I am using the GCP's DLP API in python to redact images in the following way and it works fine:
def redact_image_all_text(
project,
filename,
output_filename,
):
"""Uses the Data Loss Prevention API to redact all text in an image.
Args:
project: The Google Cloud project id to use as a parent resource.
filename: The path to the file to inspect.
output_filename: The path to which the redacted image will be written.
Returns:
None; the response from the API is printed to the terminal.
"""
# Import the client library
import google.cloud.dlp
# Instantiate a client.
dlp = google.cloud.dlp_v2.DlpServiceClient()
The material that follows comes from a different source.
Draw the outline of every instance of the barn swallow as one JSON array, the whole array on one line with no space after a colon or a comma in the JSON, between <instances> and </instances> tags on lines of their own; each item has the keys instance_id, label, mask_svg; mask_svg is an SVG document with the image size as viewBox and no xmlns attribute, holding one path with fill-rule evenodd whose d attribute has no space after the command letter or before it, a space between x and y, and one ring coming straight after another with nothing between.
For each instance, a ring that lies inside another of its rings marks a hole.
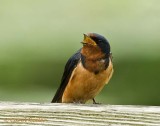
<instances>
[{"instance_id":1,"label":"barn swallow","mask_svg":"<svg viewBox=\"0 0 160 126\"><path fill-rule=\"evenodd\" d=\"M84 34L83 47L66 63L61 84L52 103L86 103L109 82L113 74L107 39L97 33Z\"/></svg>"}]
</instances>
# Construct the image_redaction_configs, indicating to DLP that all text in
# the input image should be redacted.
image_redaction_configs = [{"redact_all_text": True}]
# Construct the byte_item, containing the file's byte data.
with open(filename, mode="rb") as f:
byte_item = {"type_": google.cloud.dlp_v2.FileType.IMAGE, "data": f.read()}
# Convert the project id into a full resource id.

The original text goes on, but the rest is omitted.